Previous studies indicated that noise-induced hearing loss can be controlled by exogenous antioxidants. To date, various antioxidants have been tried in the treatment of ISSNHL and there have been several studies reporting on beneficial effects of antioxidants on inner ear damage and ISSNHL. However, although antioxidants such as N-acetylcysteine, vitamin C and E, selenium, ginkgo biloba extracts, and fish oil have been tried for such treatments, their effects have not yet been elucidated.24 Therefore, the role of antioxidant therapies in the treatment of ISSNHL remains contradictory. On the other hand, although antioxidants including enzymatic radical scavengers (such as superoxide and hydrogen peroxide scavengers), iron chelators (desferrioxamine), and xanthine oxidase inhibitors (allopurinol, oxypurinol) represent the only solution for providing protection against reperfusion injury, antioxidant therapy is not recommended in the treatment of ISSNHL,25 which could be attributed to the scarcity of randomized controlled studies conducted with antioxidants. Some previous studies showed that antioxidants, ROS, and, in particular, the thiol-disulfide and thiol/disulfide homeostasis were elevated in patients with sudden hearing loss.22,26

Combined use of antioxidants and steroids in ISSNHL treatment may have a synergistic effect and thus may be complementary in improving hearing. Further large-scale randomized blinded studies are needed to explore whether early addition of antioxidants to standard steroid therapy would improve recovery of ISSNHL, particularly in high-frequency hearing losses that are less responsive to treatment.27 On the other hand, nano-antioxidant molecules have been shown to protect the central nervous system against ROS.28 Nevertheless, despite the great promise and potential of these molecules, their application in medicine is still limited due to their low bioavailability.
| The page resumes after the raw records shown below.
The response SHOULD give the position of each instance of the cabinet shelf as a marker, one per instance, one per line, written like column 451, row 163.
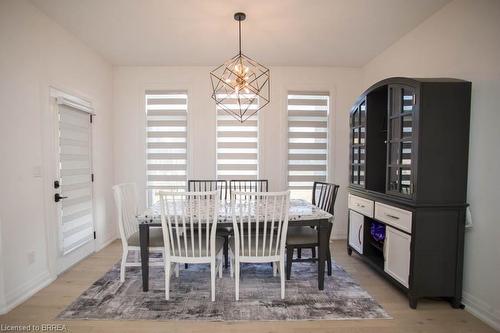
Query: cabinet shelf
column 409, row 150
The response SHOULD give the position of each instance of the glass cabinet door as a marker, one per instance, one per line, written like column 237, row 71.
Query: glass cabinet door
column 402, row 104
column 358, row 144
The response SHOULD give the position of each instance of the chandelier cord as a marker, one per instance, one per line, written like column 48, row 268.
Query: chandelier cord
column 239, row 34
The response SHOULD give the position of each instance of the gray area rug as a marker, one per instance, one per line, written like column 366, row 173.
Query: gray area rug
column 260, row 299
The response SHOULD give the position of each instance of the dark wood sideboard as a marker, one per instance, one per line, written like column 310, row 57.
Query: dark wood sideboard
column 409, row 146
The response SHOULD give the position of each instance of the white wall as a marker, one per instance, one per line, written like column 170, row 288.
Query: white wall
column 462, row 41
column 35, row 54
column 129, row 122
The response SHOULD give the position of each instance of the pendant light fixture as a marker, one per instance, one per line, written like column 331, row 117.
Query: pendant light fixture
column 240, row 86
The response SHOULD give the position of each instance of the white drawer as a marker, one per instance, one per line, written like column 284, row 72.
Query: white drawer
column 396, row 217
column 361, row 205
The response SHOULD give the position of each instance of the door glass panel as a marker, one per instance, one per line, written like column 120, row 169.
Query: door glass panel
column 362, row 155
column 408, row 100
column 394, row 153
column 406, row 147
column 393, row 92
column 395, row 128
column 393, row 182
column 362, row 113
column 407, row 126
column 355, row 136
column 355, row 155
column 355, row 118
column 405, row 180
column 355, row 174
column 362, row 135
column 361, row 175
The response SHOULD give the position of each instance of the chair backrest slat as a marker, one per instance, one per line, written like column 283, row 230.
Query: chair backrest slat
column 209, row 185
column 324, row 196
column 256, row 185
column 126, row 202
column 260, row 222
column 185, row 218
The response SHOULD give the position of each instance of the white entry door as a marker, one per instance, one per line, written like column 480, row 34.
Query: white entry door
column 73, row 186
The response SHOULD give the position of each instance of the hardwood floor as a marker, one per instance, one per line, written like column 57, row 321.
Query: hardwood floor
column 431, row 316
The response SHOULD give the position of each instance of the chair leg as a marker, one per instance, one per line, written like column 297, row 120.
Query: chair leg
column 231, row 265
column 289, row 259
column 237, row 280
column 329, row 262
column 122, row 266
column 226, row 251
column 282, row 277
column 220, row 267
column 167, row 280
column 212, row 277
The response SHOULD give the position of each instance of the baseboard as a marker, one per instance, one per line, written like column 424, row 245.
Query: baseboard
column 106, row 243
column 482, row 310
column 339, row 236
column 26, row 290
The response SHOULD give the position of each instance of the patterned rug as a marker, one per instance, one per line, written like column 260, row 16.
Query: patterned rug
column 260, row 299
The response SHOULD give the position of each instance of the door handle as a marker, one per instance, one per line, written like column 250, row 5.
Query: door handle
column 57, row 197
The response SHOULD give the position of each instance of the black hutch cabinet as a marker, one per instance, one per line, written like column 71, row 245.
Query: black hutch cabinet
column 408, row 183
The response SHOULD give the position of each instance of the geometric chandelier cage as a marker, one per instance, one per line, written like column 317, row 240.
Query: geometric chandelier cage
column 240, row 86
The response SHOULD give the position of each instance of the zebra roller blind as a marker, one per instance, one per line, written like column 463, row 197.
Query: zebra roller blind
column 307, row 141
column 237, row 146
column 166, row 161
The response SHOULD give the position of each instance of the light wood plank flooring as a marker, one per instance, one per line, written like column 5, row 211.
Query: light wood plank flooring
column 431, row 316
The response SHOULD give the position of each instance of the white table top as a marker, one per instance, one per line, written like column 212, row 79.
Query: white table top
column 300, row 210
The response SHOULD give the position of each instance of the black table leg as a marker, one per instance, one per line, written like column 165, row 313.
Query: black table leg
column 322, row 252
column 144, row 243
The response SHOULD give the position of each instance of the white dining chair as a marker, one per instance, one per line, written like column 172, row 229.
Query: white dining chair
column 126, row 203
column 189, row 224
column 260, row 223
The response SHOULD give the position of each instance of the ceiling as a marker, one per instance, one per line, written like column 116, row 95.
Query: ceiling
column 203, row 32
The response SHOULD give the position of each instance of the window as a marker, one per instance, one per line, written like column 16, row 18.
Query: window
column 237, row 146
column 307, row 141
column 166, row 132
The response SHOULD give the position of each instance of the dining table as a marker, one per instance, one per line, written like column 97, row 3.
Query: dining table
column 301, row 213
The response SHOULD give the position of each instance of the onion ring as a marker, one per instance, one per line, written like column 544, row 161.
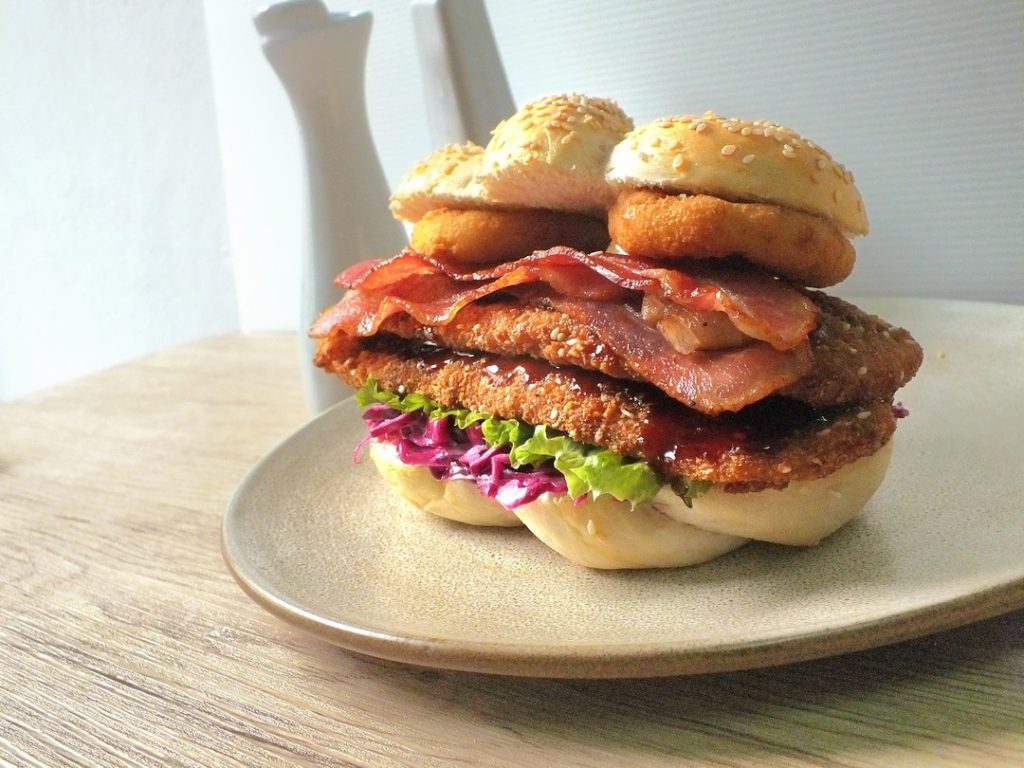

Additionally, they are easily degraded and thus their antioxidant capacities can decrease significantly.29

Conclusion

The present study obtained similar findings to those of other studies that confirmed the role of oxidative stress in the etiopathogenesis of ISSNHL. Of note, the total thiol, D/NT, and D/TT values were significantly higher in the ISSNHL group compared to the control group. However, the oxidant-antioxidant and thiol-disulfide balances were impaired in the ISSNHL group and no significant correlation was found between this imbalance and the severity of hearing loss or treatment response. The assessment of serum levels of oxidative parameters in ISSNHL patients can be helpful in organizing the treatment protocol. However, to make definitive assumptions on this subject, further large-scale studies performing correlation analyses are needed.

Ethical approval

All procedures performed in this study were in accordance with the ethical standards of the institutional committee and with the 1964 Helsinki Declaration and its later amendments or comparable ethical standards.

Conflicts of interest

The authors declare no conflicts of interest.